The fraud and corruption trial of former president Jacob Zuma was postponed on Monday until 26 May to allow his lawyers to formally tender a plea that advocate Billy Downer has no delegation to prosecute the long-running matter.
Downer informed Judge Piet Koen that he was warned by Zuma’s advocate, Thabani Masuku, last week that the defence team would bring this plea in terms of section 106 (1)(h) of the Criminal Procedure Act.
But Zuma’s team has yet to furnish the state with an affidavit setting out its full reasons for seeking Dower’s removal.
Therefore Downer asked that Zuma’s formal pleading to the charges also stand over until such time that the defence had submitted its documents and the National Prosecuting Authority (NPA) had an opportunity to study these and respond.
Koen, with Masuku’s agreement, then postponed the matter.
Though the section 106 application is forcing a delay, Masuku assured the high court in Pietermaritzburg that he was ready to proceed with the trial, after the attorney of record, Eric Mabuza, and lead counsel, Muzi Sikhakhane, withdrew in April.
Mabuza was in court on Monday to seek formal permission to withdraw, which was readily granted after Masuku informed Koen that Zuma had no objection and was not seeking a postponement to prepare.
“Well, on that basis then I can’t see any prejudice to the accused,” Koen said.
Downer raised no objection either.
“The state is in the hands of the court, it has no objection. We do place on record, however, that it is unfortunate that the instructions seem to have come very close to the start of the trial and we would not wish that to prejudice the conduct of the trial in any way,” he said.
The veteran state prosecutor secured the fraud and theft conviction of Zuma’s former financial adviser, Schabir Shaik, in 2005 on charges relating to close to 800 payments he made to Zuma, totalling R4.1-million and mostly with money obtained from French arms manufacturer Thales.
The state alleges that Zuma took bribes from Thales, through Shaik, to shield the company from investigation for improper arms procurement dealings in the 1990s, when it won a contract to supply combat systems to the South African navy.
Masuku signalled that Zuma would plead not guilty to all charges — 12 charges of fraud, two of corruption, one of racketeering and one of money-laundering.
The charges were controversially withdrawn in 2009 — paving the way for Zuma’s election as state president — and reinstated by then national director of public prosecutions Shaun Abrahams in 2018, after Cyril Ramaphosa succeeded Zuma as head of state.
A subsequent bid to secure a permanent stay of prosecution was unsuccessful. The NPA’s spokesperson, Sipho Ngwenya, said after the court adjourned that the authority would study the basis for the defence’s plea but hoped “they are not trying to bring what had failed through the back door” — a reference to the failed application for a stay of prosecution.
He added that Downer has been handling the case for the state for the better part of two decades.

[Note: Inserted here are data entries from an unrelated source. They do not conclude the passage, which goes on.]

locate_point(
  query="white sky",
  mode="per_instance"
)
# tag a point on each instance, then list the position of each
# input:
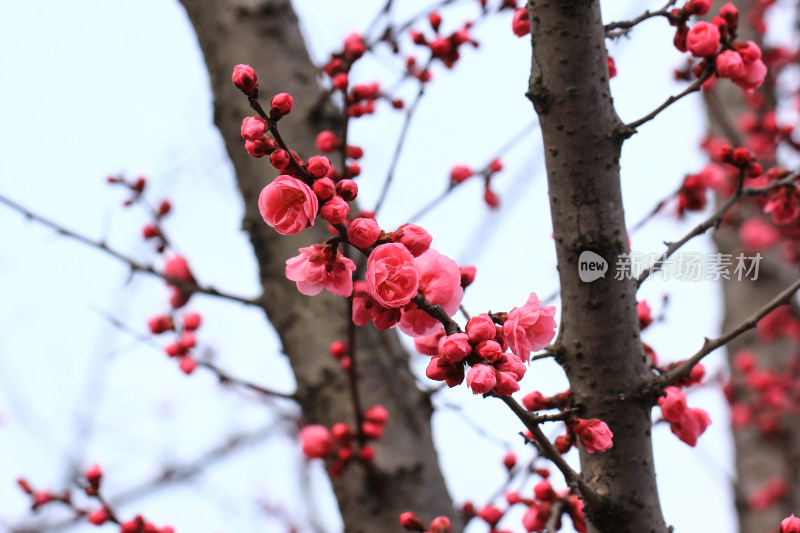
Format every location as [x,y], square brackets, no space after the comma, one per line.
[94,88]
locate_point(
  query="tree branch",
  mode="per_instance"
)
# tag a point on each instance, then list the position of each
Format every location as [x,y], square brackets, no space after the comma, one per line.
[135,266]
[709,345]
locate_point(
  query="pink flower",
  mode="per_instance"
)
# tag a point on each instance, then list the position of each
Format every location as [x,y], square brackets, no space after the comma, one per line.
[530,327]
[176,267]
[783,205]
[321,267]
[335,210]
[455,348]
[685,422]
[429,344]
[481,379]
[440,282]
[323,188]
[327,141]
[703,39]
[697,7]
[318,166]
[253,128]
[281,105]
[692,424]
[257,148]
[506,384]
[279,159]
[535,518]
[288,205]
[730,64]
[645,314]
[753,77]
[481,328]
[317,441]
[460,173]
[790,524]
[520,24]
[673,404]
[363,232]
[467,275]
[593,434]
[392,277]
[411,522]
[612,67]
[491,515]
[413,237]
[245,79]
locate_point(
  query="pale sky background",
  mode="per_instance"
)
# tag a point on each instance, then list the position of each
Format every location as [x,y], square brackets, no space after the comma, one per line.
[101,87]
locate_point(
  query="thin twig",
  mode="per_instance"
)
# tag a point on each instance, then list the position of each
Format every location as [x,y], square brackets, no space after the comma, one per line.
[631,127]
[400,143]
[714,220]
[625,25]
[185,286]
[549,451]
[709,345]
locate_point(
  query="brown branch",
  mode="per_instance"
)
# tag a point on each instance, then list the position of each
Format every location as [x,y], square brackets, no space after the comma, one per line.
[549,451]
[135,266]
[714,220]
[224,376]
[709,345]
[694,87]
[400,143]
[169,475]
[626,25]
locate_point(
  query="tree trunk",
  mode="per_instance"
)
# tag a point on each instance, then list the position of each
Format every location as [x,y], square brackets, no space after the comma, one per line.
[406,475]
[598,344]
[759,456]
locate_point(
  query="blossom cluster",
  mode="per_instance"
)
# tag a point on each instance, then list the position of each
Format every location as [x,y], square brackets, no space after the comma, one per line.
[342,444]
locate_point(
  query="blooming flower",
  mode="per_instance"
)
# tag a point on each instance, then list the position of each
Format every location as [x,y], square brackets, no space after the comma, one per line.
[288,205]
[790,524]
[703,39]
[481,379]
[392,278]
[594,434]
[530,327]
[440,283]
[363,232]
[317,441]
[321,267]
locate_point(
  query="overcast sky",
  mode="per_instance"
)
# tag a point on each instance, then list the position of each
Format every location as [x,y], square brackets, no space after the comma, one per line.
[104,87]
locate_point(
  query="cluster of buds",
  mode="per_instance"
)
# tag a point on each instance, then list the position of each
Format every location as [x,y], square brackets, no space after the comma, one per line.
[543,505]
[692,195]
[460,173]
[483,347]
[411,522]
[715,42]
[341,444]
[766,396]
[445,49]
[763,134]
[338,66]
[152,230]
[327,142]
[185,337]
[178,274]
[92,479]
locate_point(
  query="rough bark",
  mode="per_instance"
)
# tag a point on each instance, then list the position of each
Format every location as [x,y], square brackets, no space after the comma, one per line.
[757,457]
[406,475]
[598,342]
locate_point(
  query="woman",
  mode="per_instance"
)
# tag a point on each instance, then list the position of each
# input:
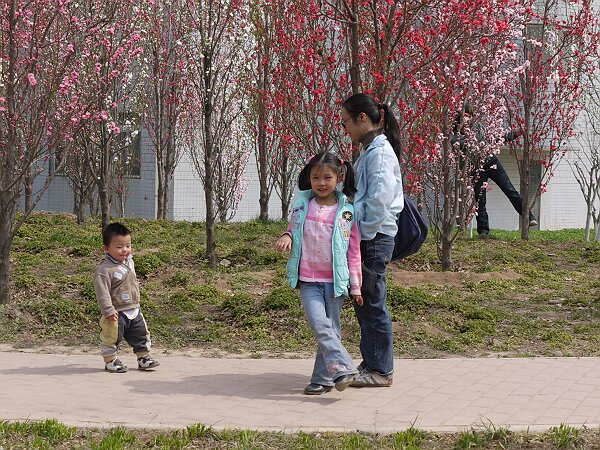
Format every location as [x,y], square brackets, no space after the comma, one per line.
[378,200]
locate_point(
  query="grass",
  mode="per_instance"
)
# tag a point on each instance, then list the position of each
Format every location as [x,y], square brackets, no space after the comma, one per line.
[506,297]
[50,434]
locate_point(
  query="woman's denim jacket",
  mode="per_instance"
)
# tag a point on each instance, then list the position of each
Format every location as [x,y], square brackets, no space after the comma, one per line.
[340,241]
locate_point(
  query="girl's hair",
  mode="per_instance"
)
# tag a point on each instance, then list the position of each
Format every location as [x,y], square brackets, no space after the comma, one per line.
[342,168]
[112,230]
[365,103]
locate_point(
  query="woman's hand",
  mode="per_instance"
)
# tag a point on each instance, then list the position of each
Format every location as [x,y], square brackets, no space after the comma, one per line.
[284,244]
[357,298]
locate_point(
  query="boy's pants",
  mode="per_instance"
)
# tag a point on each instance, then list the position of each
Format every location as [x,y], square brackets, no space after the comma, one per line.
[134,331]
[322,310]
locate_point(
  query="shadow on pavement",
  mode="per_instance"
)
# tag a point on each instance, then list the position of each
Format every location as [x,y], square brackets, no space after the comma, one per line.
[275,386]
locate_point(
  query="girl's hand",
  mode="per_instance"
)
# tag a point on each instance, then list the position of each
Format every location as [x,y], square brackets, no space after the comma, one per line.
[284,244]
[357,299]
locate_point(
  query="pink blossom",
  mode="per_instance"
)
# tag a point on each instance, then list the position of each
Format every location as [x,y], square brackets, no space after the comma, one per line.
[32,80]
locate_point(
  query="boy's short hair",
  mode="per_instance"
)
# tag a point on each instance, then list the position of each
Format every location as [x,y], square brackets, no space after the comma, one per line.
[114,229]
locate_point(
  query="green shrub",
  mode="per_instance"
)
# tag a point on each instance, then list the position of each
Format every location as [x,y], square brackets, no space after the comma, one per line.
[205,294]
[24,281]
[592,253]
[280,298]
[180,301]
[146,265]
[81,250]
[240,305]
[179,279]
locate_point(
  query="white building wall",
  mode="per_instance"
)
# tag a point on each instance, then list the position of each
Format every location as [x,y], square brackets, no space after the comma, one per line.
[188,202]
[141,201]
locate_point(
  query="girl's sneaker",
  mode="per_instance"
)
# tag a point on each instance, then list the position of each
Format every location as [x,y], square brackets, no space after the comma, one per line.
[115,366]
[146,362]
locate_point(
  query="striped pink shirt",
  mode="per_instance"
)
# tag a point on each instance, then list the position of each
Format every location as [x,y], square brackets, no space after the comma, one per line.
[316,263]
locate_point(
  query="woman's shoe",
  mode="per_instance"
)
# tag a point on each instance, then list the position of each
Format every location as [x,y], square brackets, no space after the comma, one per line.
[316,389]
[344,381]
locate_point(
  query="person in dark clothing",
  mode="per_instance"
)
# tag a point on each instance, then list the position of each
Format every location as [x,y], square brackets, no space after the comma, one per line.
[493,170]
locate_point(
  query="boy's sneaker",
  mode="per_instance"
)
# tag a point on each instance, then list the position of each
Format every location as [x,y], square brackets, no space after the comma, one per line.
[146,362]
[115,366]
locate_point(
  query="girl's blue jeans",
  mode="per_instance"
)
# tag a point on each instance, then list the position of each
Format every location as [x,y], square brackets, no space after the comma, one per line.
[322,310]
[376,340]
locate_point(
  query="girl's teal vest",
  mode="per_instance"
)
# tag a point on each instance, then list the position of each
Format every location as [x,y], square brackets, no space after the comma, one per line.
[344,219]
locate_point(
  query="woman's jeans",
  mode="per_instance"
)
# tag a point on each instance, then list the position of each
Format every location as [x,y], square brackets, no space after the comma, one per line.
[322,310]
[376,340]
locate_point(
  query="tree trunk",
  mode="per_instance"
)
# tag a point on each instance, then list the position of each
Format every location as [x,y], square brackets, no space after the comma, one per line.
[208,170]
[446,251]
[160,210]
[8,208]
[78,204]
[263,199]
[524,187]
[28,185]
[104,206]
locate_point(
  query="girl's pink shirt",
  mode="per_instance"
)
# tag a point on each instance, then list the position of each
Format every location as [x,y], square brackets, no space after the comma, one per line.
[316,263]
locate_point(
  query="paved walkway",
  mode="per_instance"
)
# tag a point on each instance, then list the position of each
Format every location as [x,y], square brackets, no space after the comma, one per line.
[266,394]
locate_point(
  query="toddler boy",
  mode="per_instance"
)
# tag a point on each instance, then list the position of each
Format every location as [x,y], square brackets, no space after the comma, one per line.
[118,296]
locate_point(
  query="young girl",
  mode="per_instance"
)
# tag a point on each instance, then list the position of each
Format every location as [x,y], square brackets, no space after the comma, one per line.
[378,200]
[325,262]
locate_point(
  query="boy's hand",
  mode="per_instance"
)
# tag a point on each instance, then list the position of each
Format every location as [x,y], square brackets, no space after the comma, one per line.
[357,298]
[284,244]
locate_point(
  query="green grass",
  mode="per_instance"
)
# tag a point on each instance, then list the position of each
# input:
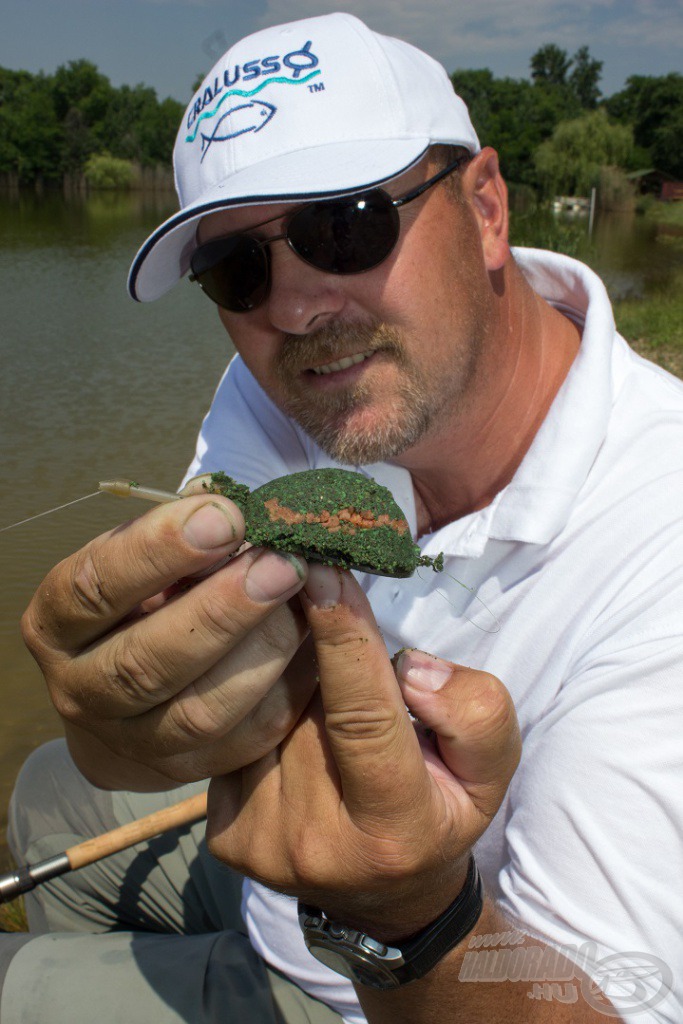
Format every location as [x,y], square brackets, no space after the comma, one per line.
[663,213]
[12,916]
[654,326]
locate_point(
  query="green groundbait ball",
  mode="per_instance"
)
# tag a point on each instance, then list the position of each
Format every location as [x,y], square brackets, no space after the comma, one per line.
[333,516]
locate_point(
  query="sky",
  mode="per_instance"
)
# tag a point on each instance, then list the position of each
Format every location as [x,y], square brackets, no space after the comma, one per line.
[167,43]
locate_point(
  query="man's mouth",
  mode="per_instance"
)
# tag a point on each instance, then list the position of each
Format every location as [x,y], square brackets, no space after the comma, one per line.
[344,364]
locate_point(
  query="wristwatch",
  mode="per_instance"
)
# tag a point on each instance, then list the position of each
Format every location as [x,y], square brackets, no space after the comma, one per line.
[379,965]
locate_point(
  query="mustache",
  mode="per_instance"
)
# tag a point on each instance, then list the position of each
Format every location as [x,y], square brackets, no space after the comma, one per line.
[335,340]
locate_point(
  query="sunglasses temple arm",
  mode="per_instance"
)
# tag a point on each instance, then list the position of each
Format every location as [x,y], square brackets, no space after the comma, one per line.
[430,181]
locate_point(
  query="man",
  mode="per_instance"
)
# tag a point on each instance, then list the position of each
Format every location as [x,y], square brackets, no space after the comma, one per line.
[336,205]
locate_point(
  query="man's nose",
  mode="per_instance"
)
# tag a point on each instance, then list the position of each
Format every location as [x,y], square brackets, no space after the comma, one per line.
[301,298]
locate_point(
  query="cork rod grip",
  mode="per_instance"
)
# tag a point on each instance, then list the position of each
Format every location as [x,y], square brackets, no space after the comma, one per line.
[186,812]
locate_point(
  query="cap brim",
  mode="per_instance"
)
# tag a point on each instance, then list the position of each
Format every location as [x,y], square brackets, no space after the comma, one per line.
[347,167]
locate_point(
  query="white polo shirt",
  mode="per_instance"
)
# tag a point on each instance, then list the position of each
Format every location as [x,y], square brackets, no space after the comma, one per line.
[578,567]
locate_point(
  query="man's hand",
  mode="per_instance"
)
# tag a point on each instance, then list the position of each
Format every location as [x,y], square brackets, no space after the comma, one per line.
[370,816]
[164,670]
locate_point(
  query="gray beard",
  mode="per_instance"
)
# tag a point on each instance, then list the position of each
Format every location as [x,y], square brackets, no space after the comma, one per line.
[421,398]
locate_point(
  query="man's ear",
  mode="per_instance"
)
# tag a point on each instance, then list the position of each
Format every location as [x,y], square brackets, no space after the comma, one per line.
[487,195]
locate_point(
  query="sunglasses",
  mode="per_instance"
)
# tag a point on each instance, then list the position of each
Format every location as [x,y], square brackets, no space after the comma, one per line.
[347,235]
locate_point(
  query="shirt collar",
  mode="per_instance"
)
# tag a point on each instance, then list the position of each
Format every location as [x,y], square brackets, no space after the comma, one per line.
[537,503]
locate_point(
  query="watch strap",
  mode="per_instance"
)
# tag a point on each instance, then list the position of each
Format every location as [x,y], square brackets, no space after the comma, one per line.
[379,965]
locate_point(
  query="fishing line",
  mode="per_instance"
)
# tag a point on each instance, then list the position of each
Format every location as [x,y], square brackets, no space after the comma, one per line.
[50,511]
[472,591]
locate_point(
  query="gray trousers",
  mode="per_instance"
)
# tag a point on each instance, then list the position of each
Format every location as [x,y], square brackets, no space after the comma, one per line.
[153,935]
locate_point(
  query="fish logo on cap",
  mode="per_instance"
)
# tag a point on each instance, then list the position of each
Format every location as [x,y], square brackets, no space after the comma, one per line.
[245,114]
[237,121]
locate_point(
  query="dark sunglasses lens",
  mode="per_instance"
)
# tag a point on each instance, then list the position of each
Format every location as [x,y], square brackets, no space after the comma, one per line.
[233,272]
[345,236]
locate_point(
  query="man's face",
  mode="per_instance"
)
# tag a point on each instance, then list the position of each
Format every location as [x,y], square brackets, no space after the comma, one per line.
[371,365]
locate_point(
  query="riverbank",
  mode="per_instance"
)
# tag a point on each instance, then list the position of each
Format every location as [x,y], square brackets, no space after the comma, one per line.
[653,324]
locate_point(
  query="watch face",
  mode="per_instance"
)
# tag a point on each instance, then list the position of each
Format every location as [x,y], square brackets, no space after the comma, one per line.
[334,960]
[354,964]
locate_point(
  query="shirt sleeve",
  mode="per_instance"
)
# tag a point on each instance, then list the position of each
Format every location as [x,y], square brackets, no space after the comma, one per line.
[595,815]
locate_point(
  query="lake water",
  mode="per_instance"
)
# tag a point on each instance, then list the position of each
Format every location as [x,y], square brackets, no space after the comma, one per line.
[93,386]
[96,386]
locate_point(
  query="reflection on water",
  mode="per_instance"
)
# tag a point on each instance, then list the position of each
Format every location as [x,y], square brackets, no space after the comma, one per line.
[95,386]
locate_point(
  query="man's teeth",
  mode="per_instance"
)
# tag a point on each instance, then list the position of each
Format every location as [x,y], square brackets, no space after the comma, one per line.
[348,360]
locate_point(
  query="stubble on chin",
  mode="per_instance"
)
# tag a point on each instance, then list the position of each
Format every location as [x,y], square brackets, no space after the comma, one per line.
[332,420]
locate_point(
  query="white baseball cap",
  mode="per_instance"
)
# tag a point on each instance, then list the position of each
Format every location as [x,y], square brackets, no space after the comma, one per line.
[294,113]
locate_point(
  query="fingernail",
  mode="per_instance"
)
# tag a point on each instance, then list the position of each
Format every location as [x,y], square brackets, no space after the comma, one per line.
[211,526]
[323,586]
[423,671]
[272,574]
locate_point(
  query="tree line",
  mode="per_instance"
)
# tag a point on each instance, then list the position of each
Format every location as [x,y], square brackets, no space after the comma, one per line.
[554,131]
[52,125]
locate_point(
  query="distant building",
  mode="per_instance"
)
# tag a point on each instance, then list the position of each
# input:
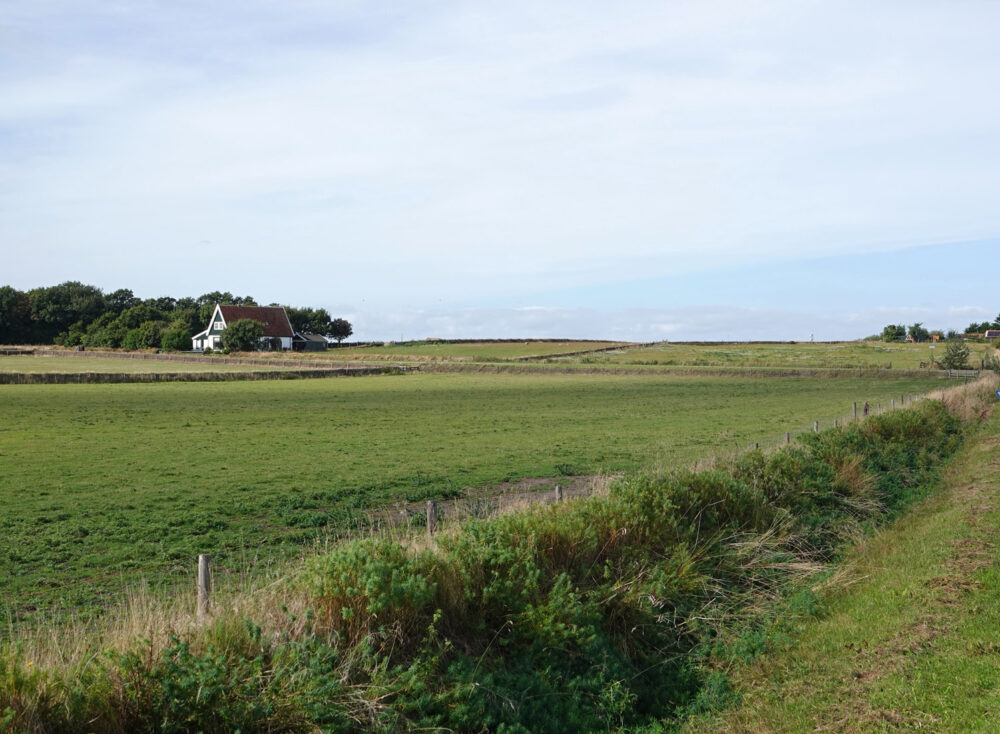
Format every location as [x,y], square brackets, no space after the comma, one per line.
[306,342]
[275,320]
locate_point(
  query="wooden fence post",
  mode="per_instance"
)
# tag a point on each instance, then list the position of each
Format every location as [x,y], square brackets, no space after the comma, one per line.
[204,584]
[431,517]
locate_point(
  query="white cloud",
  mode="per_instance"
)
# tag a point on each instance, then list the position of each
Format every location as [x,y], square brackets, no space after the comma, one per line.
[459,150]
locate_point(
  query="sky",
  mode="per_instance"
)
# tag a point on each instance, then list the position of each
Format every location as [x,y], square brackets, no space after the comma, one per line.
[635,170]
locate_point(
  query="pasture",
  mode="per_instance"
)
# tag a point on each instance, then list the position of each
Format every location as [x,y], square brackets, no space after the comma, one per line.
[484,351]
[106,484]
[75,365]
[844,355]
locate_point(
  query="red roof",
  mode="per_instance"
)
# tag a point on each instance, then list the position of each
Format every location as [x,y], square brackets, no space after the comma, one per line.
[274,318]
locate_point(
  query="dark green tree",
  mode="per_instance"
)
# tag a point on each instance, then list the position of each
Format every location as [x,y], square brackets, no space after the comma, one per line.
[243,335]
[122,299]
[55,309]
[339,329]
[919,333]
[312,320]
[15,316]
[145,336]
[176,339]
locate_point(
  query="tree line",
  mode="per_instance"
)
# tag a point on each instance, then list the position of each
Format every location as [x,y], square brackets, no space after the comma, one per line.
[918,333]
[956,354]
[75,314]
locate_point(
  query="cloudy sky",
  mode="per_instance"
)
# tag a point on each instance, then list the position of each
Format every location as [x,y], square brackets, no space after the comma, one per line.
[636,170]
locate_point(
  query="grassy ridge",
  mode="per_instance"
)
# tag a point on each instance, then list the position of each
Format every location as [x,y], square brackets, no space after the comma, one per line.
[578,617]
[911,643]
[104,484]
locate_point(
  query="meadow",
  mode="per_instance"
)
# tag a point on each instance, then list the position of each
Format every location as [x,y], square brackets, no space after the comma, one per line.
[484,351]
[104,485]
[857,354]
[73,365]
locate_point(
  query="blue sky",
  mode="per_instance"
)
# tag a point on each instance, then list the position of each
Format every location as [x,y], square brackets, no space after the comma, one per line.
[645,170]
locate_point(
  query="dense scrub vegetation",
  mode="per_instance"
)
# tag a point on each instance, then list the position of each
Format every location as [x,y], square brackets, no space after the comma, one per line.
[74,314]
[605,614]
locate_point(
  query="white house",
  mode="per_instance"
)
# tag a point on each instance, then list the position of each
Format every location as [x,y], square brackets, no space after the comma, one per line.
[274,319]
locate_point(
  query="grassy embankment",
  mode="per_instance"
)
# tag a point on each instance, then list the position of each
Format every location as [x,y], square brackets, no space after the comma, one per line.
[907,636]
[104,485]
[600,614]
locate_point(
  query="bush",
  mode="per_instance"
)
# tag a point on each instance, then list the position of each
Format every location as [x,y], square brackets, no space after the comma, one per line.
[243,335]
[605,613]
[177,340]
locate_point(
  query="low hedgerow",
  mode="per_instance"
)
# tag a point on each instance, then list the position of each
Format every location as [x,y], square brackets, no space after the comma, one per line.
[598,614]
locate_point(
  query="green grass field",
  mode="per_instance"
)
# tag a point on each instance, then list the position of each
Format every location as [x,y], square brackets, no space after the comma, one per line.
[75,365]
[801,354]
[486,351]
[104,484]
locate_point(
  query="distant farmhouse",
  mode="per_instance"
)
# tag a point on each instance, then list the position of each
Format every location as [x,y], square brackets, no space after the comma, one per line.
[274,319]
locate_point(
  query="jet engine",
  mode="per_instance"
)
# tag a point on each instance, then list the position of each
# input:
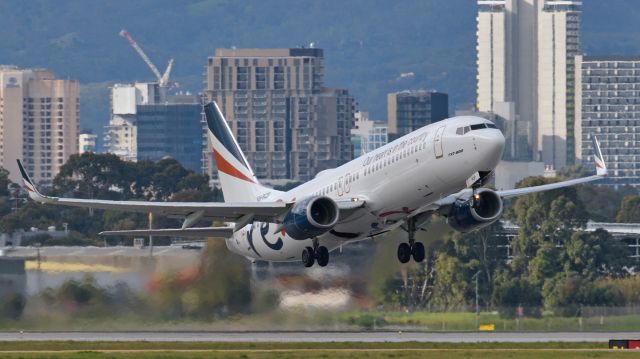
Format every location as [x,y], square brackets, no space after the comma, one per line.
[311,217]
[484,208]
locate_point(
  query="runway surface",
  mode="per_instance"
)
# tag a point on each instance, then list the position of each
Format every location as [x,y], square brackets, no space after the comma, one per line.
[292,337]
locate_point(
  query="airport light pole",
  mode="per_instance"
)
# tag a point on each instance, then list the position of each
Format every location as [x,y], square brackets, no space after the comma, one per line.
[477,306]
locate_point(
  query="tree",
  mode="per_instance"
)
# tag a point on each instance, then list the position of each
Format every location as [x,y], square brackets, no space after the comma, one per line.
[544,216]
[4,182]
[596,254]
[546,263]
[566,292]
[629,210]
[478,251]
[223,281]
[600,202]
[511,291]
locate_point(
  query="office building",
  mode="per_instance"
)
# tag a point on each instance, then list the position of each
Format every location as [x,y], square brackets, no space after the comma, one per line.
[289,125]
[121,132]
[171,129]
[525,61]
[608,106]
[87,142]
[367,135]
[407,111]
[39,122]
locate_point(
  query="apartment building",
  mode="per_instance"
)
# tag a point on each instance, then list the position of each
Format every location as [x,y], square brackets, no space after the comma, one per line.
[607,103]
[39,122]
[289,125]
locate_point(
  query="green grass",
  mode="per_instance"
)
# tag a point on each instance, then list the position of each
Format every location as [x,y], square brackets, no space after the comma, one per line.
[69,349]
[465,321]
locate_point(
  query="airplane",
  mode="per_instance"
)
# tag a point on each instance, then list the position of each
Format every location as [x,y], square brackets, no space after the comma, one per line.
[440,169]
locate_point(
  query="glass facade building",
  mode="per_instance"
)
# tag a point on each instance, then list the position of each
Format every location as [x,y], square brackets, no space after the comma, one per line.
[173,130]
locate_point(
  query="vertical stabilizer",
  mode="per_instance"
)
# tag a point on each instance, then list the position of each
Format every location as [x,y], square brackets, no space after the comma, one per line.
[238,182]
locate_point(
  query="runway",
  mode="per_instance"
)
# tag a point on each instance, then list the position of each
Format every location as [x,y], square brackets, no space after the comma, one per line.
[321,337]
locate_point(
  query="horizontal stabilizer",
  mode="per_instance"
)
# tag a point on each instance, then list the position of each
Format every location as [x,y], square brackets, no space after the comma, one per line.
[177,232]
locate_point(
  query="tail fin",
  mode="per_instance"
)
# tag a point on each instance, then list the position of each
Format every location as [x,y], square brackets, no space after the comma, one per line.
[601,166]
[238,182]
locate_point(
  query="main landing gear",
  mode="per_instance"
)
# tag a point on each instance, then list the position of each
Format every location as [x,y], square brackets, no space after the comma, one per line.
[413,248]
[316,253]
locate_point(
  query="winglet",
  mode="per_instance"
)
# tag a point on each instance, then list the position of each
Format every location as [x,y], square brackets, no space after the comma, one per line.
[30,187]
[601,166]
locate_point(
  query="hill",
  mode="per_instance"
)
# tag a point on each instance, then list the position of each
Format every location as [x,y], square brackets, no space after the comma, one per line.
[367,43]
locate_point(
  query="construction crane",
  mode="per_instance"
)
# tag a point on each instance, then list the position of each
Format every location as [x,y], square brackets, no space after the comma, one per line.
[163,79]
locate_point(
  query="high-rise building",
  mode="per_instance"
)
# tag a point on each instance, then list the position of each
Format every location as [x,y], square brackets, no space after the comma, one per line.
[39,121]
[407,111]
[121,133]
[558,45]
[525,67]
[87,142]
[287,123]
[608,106]
[171,129]
[367,135]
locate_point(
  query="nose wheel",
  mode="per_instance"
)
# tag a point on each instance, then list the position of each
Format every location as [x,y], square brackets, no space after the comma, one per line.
[317,253]
[412,249]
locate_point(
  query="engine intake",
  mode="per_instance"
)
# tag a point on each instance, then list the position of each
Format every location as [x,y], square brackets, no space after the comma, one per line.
[311,217]
[482,210]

The defence’s application means that they will argue that Downer does not have the required authority from the national director of public prosecutions, Shamila Batohi, to prosecute the matter.
“We are not privy to the reasons behind this assertion as we are certain that advocate Downer is duly authorised to prosecute … We shall see what is in their papers,” Ngwenya told the Mail & Guardian. “We were anticipating a normal application with substantive reasons on why advocate Downer should recuse himself. They didn’t bring those papers; they were not ready. He has full authority to prosecute. It has never been withdrawn.”
Suspended ANC secretary general Ace Magashule was at court on Monday, telling reporters: “I am here to support the president.” This comes after he served court papers on Ramaphosa and the ANC last week to challenge his suspension in a move that will intensify the latest power struggle playing out in the party.
A source close to the former president pointed out: “Ace right now needs the support of Zuma’s supporters.”
The Zuma and Thales trial was set down until 20 June, or whatever dates thereafter were needed.
Public Works Minister Patricia de Lille, often referred to as the original arms deal whistleblower, was at court on Monday because Downer had planned to call her as the state’s first witness.
The state has a list of 217 witnesses.